The band kicks off the second set with “Samson And Delilah.” “It being Sunday, we’re going to do a little tune of spiritual derivation,” Bob Weir says by way of introduction. There is a ton of energy here, particularly toward the end. That’s followed by “Sunrise,” another song from Terrapin Station, which had been released earlier that year, and is one of the few songs that Donna sings lead on. But it is with “Scarlet Begonias” that the second set really gets going. Always such a delight to hear, this version is a lot of fun. “Once in a while you get shown the light/In the strangest of places if you look at it right.” I love what they do right at the end of the lyrics, suddenly getting kind of quiet, with Phil Lesh delivering interesting stuff on bass, and Donna soaring gently above. They keep this groove going for a little while, adding to it and developing an interesting jam that leads into “Fire On The Mountain.” Jerry seems to have forgotten some of the lyrics, but it’s still a seriously good version, with Jerry’s guitar driving the tune forward and upward during the jam. There is the briefest of pauses before the band starts “Good Lovin’,” solid rock and roll to finish up the second disc.

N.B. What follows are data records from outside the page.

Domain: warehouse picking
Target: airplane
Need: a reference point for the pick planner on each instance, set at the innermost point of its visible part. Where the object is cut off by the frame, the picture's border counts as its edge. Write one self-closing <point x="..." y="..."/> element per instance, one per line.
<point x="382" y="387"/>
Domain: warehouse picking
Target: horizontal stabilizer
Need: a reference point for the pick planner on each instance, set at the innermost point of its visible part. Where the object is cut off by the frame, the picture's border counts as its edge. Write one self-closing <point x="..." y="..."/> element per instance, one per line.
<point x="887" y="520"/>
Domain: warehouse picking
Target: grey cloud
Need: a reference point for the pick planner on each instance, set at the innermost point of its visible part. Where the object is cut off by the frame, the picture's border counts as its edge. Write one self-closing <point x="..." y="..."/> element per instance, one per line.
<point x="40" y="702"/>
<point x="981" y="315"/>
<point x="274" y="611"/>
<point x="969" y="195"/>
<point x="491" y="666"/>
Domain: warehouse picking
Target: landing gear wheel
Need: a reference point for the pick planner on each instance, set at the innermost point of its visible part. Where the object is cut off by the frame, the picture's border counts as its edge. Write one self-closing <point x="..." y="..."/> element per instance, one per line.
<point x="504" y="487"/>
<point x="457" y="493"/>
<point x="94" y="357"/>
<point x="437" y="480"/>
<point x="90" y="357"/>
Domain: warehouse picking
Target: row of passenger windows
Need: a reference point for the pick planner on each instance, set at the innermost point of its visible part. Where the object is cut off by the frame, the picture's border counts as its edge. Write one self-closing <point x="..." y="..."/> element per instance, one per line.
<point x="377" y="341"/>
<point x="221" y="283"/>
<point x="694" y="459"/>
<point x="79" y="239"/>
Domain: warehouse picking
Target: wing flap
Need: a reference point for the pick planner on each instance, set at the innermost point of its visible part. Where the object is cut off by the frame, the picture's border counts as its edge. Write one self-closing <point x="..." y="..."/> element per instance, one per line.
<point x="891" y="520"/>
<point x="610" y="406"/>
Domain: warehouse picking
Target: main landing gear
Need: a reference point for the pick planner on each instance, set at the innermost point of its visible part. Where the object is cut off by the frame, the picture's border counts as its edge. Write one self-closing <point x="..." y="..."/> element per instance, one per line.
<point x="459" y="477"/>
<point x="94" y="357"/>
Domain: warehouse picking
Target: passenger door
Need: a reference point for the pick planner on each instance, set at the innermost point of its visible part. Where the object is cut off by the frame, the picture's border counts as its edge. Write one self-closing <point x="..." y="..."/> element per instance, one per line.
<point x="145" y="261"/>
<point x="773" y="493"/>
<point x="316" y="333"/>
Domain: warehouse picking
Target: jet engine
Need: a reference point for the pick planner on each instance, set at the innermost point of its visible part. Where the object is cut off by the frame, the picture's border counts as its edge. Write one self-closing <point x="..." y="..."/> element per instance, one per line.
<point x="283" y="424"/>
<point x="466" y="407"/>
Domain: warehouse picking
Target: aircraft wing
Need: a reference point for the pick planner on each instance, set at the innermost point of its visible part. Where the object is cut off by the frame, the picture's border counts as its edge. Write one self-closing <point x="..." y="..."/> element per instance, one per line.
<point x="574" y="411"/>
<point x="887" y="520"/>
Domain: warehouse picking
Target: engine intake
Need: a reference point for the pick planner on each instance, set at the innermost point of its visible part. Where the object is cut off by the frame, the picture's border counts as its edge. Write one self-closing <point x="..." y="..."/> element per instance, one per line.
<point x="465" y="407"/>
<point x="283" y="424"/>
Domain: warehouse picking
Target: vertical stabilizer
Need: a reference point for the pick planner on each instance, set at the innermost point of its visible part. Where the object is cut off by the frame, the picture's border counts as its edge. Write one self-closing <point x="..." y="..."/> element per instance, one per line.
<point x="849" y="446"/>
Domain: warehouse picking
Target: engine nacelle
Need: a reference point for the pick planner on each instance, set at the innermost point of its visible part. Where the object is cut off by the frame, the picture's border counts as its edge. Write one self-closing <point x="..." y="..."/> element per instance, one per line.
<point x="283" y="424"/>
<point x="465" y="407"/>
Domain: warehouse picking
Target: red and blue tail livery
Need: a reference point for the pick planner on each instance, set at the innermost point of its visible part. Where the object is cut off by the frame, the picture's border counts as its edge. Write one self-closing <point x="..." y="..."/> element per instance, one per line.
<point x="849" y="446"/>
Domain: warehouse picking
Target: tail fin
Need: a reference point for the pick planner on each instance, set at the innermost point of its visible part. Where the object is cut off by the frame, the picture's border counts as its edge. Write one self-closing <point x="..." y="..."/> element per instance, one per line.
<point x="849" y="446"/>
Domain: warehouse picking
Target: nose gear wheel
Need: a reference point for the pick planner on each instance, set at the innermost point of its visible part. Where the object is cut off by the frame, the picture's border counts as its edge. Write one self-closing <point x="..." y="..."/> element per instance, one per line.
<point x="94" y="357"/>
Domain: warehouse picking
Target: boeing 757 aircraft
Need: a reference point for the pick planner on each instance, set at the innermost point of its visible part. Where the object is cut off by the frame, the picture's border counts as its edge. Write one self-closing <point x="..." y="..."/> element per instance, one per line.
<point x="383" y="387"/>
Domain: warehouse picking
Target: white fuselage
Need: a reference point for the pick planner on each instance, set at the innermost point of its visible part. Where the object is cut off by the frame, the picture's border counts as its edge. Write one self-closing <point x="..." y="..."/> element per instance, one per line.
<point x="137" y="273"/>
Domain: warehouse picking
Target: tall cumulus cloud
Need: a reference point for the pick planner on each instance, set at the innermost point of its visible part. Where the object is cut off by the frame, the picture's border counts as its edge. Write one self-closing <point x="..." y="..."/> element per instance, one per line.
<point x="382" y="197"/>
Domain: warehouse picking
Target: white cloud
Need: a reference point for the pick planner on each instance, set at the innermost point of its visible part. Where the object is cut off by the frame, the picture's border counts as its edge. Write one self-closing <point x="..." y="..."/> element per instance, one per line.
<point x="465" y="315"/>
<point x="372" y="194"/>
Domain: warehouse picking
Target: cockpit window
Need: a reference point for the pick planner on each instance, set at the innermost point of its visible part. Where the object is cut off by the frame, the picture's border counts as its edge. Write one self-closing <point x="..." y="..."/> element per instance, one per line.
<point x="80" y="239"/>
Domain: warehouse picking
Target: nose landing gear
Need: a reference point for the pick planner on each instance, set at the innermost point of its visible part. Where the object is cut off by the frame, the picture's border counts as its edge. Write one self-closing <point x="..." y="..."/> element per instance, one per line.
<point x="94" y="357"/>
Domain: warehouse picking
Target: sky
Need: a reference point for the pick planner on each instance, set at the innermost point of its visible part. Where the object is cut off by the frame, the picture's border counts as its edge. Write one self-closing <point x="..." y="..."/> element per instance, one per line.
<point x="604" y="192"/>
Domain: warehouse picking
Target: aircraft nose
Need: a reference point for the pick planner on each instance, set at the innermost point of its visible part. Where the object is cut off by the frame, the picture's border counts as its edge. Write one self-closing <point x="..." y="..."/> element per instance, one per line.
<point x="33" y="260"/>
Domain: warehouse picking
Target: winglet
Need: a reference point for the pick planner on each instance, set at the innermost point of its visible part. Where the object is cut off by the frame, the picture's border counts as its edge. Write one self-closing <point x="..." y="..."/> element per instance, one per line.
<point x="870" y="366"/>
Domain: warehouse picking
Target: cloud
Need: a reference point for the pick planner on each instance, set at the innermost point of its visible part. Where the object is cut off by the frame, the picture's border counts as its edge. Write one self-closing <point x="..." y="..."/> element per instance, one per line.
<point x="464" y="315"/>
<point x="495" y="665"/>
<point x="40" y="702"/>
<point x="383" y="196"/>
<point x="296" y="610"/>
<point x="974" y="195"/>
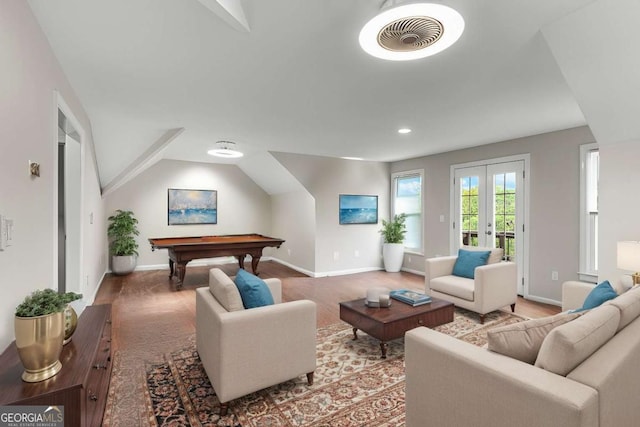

The third disc then picks up with “St. Stephen” after a brief birthday message. This song is always appreciated, though of course the late seventies “St. Stephen” is quite a bit different from the late sixties “St. Stephen,” in part because of Donna’s voice added to the mix. The jam starts to get interesting, then suddenly leads to a short drum solo, and that familiar beat soon takes shape, leading to “Not Fade Away.” They let the groove develop for a while before tackling the first verse. From that song, the band goes to a moving rendition of “Wharf Rat,” one of my favorites, and then back into “St. Stephen,” before wrapping up the second set with a rousing version of “Truckin’,” with an unusual ending. The encore is Chuck Berry’s “Johnny B. Goode.”

CD Track List

Disc 1
  1. Mississippi Half-Step Uptown Toodeloo
  2. Jack Straw
  3. Tennessee Jed
  4. Mexicali Blues >
  5. Me And My Uncle
  6. Friend Of The Devil
  7. New Minglewood Blues
  8. Dupree’s Diamond Blues
  9. Passenger
  10. Dire Wolf
  11. The Music Never Stopped 
Disc 2
  1. Samson And Delilah
  2. Sunrise
  3. Scarlet Begonias >
  4. Fire On The Mountain
  5. Good Lovin’ 
Disc 3
  1. St. Stephen >
  2. Drums >
  3. Not Fade Away >
  4. Wharf Rat >
  5. St. Stephen >
  6. Truckin’
  7. Johnny B. Goode 
Dave’s Picks Volume 25 is available now (my copy arrived on January 25th). This time around, there are 18,000 copies, 1,500 more than in previous years.